Implicit Convolutional Kernels for Steerable CNNs

1University of Amsterdam, 2Helmholtz-Zentrum Dresden-Rossendorf, 3Qualcomm AI Research

NeurIPS 2023

Computing the response of an implicit kernel of a \(G\)-steerable point convolution for the neighbors of the node \(i\) (purple) of a graph with steerable features. The kernel computation is conditioned on the relative position \((x\)i - \(x\)j\()\) of a neighbor \(j\) and task-specific features.

Abstract

Steerable convolutional neural networks (CNNs) provide a general framework for building neural networks equivariant to translations and other transformations belonging to an origin-preserving group \(G\), such as reflections and rotations. They rely on standard convolutions with \(G\)-steerable kernels obtained by analytically solving the group-specific equivariance constraint imposed onto the kernel space. As the solution is tailored to a particular group \(G\), the implementation of a kernel basis does not generalize to other symmetry transformations, which complicates the development of general group equivariant models. We propose using implicit neural representation via multi-layer perceptrons (MLPs) to parameterize \(G\)-steerable kernels. The resulting framework offers a simple and flexible way to implement Steerable CNNs and generalizes to any group \(G\) for which a \(G\)-equivariant MLP can be built. We prove the effectiveness of our method on multiple tasks, including N-body simulations, point cloud classification and molecular property prediction.

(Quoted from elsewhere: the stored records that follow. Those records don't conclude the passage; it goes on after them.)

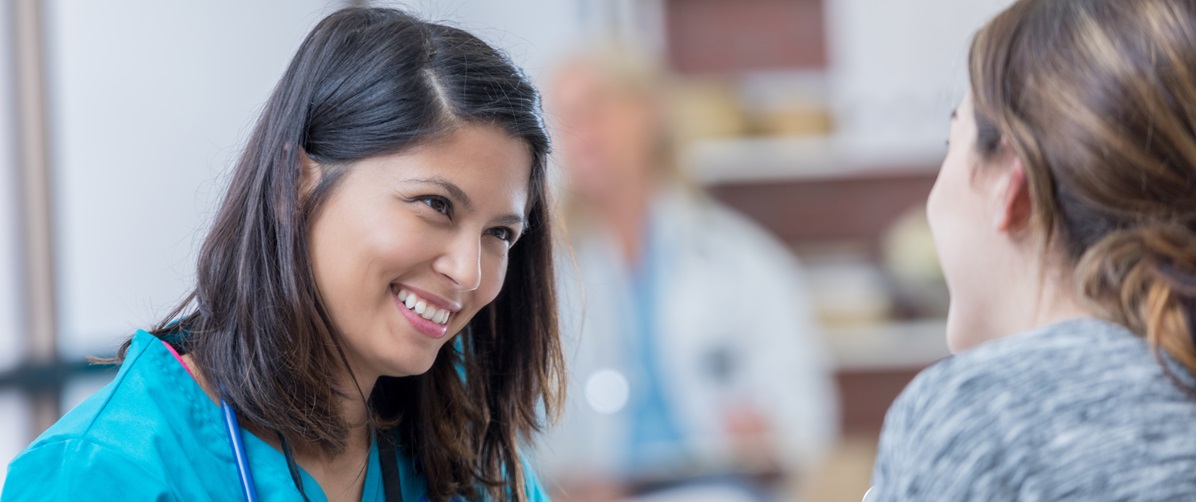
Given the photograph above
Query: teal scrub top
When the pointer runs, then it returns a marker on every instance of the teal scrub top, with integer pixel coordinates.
(153, 435)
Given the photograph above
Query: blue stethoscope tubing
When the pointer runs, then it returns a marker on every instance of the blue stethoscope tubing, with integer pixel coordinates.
(238, 452)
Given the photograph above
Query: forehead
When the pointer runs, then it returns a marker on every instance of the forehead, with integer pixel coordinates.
(490, 166)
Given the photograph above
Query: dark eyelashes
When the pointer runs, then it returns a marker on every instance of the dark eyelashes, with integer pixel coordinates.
(444, 206)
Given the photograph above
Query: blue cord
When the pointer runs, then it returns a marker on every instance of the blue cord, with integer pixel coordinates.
(238, 453)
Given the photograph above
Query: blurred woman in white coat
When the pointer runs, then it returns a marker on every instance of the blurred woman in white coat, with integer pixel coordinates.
(696, 366)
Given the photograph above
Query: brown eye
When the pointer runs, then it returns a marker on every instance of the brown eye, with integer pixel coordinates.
(502, 233)
(438, 204)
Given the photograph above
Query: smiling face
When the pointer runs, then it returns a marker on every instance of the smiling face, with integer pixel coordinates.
(974, 255)
(429, 227)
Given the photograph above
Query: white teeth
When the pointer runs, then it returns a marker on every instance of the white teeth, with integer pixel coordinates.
(422, 308)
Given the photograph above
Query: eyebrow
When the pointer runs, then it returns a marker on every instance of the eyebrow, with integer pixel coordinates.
(458, 194)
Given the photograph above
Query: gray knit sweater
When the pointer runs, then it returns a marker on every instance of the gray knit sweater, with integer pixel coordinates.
(1075, 411)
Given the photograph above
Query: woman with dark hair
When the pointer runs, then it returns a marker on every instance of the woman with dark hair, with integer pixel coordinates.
(374, 314)
(1065, 216)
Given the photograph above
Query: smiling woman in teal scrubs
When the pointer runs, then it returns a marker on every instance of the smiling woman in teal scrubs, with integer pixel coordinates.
(373, 317)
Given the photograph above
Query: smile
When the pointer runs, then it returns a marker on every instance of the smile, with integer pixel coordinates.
(421, 307)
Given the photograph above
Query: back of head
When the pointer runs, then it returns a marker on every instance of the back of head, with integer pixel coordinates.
(1098, 99)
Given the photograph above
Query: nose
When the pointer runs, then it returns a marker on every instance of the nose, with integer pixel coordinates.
(462, 262)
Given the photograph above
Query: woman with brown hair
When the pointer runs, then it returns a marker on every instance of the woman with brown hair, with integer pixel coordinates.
(1065, 216)
(374, 308)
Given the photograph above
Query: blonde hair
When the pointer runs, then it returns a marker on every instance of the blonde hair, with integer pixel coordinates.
(1098, 99)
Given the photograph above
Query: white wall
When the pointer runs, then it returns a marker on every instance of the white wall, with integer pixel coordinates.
(12, 344)
(897, 68)
(150, 104)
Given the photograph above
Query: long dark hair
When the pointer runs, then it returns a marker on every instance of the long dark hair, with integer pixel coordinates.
(1098, 99)
(365, 83)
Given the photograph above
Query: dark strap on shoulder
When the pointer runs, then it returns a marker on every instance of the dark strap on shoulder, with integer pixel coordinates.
(388, 457)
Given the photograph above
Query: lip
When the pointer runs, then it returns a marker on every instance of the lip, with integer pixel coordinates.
(431, 298)
(420, 324)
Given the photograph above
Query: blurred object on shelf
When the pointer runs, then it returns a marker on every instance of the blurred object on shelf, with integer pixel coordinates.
(793, 120)
(786, 104)
(847, 289)
(706, 109)
(910, 261)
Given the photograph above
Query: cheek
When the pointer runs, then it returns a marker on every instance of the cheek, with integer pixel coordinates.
(494, 276)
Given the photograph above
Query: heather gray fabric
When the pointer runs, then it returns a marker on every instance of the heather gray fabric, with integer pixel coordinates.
(1075, 411)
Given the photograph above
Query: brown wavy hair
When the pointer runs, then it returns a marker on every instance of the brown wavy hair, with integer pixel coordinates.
(1098, 99)
(366, 83)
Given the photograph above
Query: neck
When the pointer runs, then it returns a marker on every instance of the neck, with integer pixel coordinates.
(1047, 295)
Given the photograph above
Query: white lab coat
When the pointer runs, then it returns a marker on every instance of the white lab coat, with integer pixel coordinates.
(726, 291)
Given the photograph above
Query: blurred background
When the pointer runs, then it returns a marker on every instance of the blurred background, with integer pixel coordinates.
(819, 121)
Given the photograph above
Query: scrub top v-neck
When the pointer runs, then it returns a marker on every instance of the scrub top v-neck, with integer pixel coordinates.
(153, 434)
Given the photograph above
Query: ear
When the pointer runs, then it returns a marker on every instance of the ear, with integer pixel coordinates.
(310, 175)
(1013, 200)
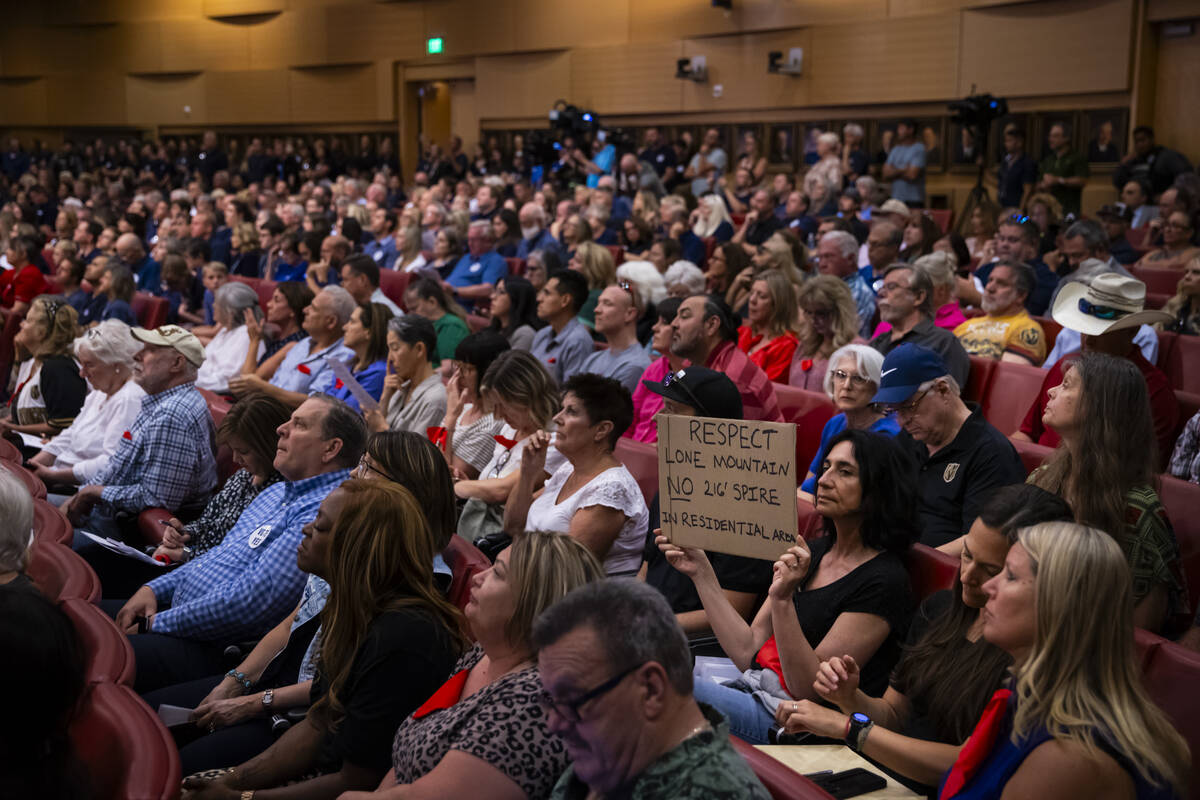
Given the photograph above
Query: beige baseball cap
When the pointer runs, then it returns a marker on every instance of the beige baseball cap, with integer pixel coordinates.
(173, 336)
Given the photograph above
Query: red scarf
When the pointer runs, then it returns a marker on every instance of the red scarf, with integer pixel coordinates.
(979, 745)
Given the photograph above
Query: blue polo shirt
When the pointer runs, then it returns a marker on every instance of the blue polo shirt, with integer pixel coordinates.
(472, 271)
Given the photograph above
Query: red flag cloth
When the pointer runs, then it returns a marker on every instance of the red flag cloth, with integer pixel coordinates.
(979, 745)
(445, 697)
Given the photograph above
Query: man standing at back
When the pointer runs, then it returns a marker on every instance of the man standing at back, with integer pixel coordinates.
(906, 302)
(245, 585)
(705, 334)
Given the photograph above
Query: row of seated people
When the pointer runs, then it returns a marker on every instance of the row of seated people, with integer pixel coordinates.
(864, 497)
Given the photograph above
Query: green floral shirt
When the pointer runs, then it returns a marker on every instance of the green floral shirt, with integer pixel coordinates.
(703, 767)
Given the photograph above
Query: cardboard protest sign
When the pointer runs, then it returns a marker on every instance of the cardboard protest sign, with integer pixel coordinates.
(727, 485)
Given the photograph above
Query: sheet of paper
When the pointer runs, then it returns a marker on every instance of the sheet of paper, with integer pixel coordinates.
(121, 548)
(366, 402)
(727, 485)
(174, 715)
(31, 440)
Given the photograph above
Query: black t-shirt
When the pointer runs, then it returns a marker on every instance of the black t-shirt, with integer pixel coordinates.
(733, 572)
(957, 480)
(879, 587)
(405, 657)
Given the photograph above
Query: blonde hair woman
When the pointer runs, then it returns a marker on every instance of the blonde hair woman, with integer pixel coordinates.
(1075, 721)
(828, 322)
(767, 337)
(775, 253)
(593, 262)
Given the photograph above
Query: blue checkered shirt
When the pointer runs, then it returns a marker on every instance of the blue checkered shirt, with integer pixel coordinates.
(243, 588)
(165, 459)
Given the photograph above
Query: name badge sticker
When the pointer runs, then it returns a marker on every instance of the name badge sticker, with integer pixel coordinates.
(258, 536)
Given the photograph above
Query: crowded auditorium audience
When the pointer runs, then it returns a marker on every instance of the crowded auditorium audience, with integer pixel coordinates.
(363, 463)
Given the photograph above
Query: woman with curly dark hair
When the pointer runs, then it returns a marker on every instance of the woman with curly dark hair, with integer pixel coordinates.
(845, 593)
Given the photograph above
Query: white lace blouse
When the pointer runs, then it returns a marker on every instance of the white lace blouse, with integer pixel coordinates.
(612, 488)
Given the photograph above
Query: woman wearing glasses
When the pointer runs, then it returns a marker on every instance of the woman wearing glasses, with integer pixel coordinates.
(484, 733)
(828, 323)
(1176, 250)
(850, 384)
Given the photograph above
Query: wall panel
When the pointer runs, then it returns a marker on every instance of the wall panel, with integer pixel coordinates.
(342, 94)
(522, 84)
(739, 65)
(898, 60)
(162, 98)
(23, 101)
(1049, 48)
(241, 97)
(627, 79)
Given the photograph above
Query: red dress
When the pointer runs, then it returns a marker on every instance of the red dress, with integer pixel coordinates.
(775, 359)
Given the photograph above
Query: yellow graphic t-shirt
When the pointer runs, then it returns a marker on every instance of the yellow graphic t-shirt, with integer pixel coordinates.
(990, 337)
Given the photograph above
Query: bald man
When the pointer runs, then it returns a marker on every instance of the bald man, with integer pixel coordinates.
(147, 272)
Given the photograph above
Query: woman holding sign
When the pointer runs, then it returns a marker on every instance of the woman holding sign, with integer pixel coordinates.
(845, 593)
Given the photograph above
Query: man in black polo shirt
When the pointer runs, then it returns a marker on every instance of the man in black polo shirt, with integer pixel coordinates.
(906, 304)
(699, 391)
(961, 457)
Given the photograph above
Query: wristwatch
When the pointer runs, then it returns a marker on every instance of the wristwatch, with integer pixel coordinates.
(856, 733)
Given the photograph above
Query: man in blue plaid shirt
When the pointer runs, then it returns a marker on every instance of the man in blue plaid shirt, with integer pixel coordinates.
(244, 587)
(165, 459)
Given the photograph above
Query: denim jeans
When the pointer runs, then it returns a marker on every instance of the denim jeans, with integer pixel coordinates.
(748, 719)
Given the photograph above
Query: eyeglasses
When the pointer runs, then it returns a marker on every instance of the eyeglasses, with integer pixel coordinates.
(906, 408)
(570, 709)
(673, 378)
(1102, 312)
(857, 382)
(886, 288)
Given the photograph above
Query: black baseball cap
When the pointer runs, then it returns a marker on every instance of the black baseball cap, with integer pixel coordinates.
(707, 391)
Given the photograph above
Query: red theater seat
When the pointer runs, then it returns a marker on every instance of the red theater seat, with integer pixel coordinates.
(1181, 500)
(810, 411)
(1171, 678)
(780, 781)
(127, 751)
(1012, 391)
(34, 483)
(394, 284)
(150, 311)
(51, 524)
(60, 573)
(108, 650)
(642, 461)
(978, 379)
(930, 570)
(465, 561)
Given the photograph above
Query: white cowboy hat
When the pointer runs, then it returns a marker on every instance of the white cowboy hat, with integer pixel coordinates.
(1111, 302)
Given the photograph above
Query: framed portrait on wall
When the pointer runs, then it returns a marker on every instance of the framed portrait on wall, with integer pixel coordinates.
(781, 146)
(1105, 132)
(1047, 121)
(809, 144)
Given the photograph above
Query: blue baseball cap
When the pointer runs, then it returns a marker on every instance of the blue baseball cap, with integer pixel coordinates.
(905, 370)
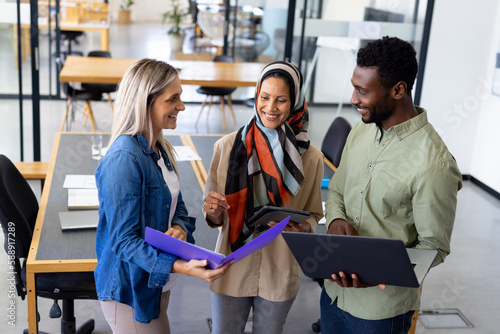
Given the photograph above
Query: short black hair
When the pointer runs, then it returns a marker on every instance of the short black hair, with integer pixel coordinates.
(395, 59)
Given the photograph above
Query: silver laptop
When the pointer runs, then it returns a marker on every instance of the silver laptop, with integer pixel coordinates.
(78, 219)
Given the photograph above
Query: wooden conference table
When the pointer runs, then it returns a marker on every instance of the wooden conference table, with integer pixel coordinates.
(53, 250)
(203, 73)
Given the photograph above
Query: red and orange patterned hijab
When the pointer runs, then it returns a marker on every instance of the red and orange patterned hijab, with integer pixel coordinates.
(265, 166)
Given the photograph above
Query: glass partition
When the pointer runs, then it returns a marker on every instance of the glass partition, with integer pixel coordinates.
(334, 30)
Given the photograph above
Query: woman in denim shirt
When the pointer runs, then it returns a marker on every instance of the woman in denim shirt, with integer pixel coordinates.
(138, 187)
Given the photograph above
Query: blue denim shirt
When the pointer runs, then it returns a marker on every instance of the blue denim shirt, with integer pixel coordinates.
(132, 195)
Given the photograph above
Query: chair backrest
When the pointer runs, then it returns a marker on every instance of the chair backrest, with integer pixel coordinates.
(223, 59)
(334, 140)
(18, 209)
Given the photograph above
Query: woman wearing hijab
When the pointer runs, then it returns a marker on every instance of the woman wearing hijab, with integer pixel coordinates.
(269, 161)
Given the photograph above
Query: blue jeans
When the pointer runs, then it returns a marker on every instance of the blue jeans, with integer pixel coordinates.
(230, 314)
(334, 320)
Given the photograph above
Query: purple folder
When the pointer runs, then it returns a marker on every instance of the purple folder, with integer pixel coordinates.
(189, 251)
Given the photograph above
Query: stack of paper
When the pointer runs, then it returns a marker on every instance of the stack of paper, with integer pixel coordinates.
(82, 199)
(82, 192)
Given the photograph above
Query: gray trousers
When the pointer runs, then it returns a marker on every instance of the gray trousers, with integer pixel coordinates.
(120, 318)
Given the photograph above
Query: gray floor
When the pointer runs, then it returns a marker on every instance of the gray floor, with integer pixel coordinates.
(465, 281)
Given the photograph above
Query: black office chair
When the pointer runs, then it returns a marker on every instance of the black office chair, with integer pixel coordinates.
(218, 91)
(101, 89)
(332, 147)
(74, 94)
(334, 141)
(18, 212)
(71, 37)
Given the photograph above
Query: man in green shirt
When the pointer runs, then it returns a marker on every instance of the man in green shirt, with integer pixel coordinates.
(396, 179)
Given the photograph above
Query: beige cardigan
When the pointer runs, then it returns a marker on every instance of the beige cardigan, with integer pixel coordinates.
(272, 272)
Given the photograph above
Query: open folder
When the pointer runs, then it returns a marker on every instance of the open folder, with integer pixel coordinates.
(374, 260)
(189, 251)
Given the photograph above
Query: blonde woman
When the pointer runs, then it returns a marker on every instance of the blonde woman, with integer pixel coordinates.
(138, 186)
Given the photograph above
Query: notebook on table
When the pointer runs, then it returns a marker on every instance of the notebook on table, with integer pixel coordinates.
(78, 219)
(374, 260)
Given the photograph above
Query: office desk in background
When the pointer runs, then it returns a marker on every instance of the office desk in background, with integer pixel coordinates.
(203, 73)
(53, 250)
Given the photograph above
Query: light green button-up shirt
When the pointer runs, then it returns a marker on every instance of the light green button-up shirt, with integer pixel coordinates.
(403, 186)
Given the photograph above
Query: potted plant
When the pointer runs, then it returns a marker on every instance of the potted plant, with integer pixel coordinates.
(124, 12)
(174, 18)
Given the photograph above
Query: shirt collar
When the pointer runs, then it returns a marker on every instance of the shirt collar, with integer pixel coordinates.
(405, 129)
(147, 148)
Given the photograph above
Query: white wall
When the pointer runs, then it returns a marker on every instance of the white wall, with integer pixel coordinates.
(457, 82)
(144, 10)
(486, 157)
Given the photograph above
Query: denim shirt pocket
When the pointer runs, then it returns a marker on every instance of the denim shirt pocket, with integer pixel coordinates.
(152, 194)
(386, 194)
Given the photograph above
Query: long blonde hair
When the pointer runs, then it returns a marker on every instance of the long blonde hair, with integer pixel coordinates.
(141, 85)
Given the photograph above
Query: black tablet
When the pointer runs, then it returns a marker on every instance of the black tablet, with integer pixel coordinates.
(269, 213)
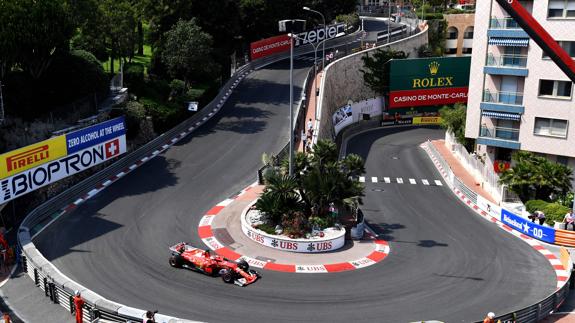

Equivariance and feature fields

From the atomic level to the vast expanse of the universe, symmetry and equivariance are consistently observed. Whether it is the behaviour of molecules or patterns in point clouds, there are often properties of the system that are preserved under certain transformations. Equivariant deep learning aims to encode these symmetries directly into the learning process, yielding more efficient and generalizable models. Such models are able to preserve certain transformations in the input data through to the model's output. Convolutional Neural Networks (CNNs) serve as a classic example, being equivariant with respect to translations in the input space (try shifting the image before and after a convolutional layer). However, to capture a broader range of symmetries found in complex systems, especially in physics and chemistry, group equivariant CNNs (G-CNNs) have been developed.

Equivariance (translation) Equivariance (rotation)
Equivariance of a CNN w.r.t translation (left) and rotation (right). Transforming the image before and after a convolutional layer yields the same result.
The feature spaces of G-CNNs are described as collections of feature fields. Each field is essentially a feature map that assigns a tensor of values to each point in the input space. Common instances include scalar fields like grey-scale images and temperature distributions and vector fields such as wind velocity or electromagnetic fields. For example, one can think of feature vectors in standard CNNs as collections of \(N_{channels}\) scalar fields and generalize them to collections of fields with different types (e.g. \(N\) scalar channels, \(M\) vector channels).
Examples of fields of different types and their transformation under rotation.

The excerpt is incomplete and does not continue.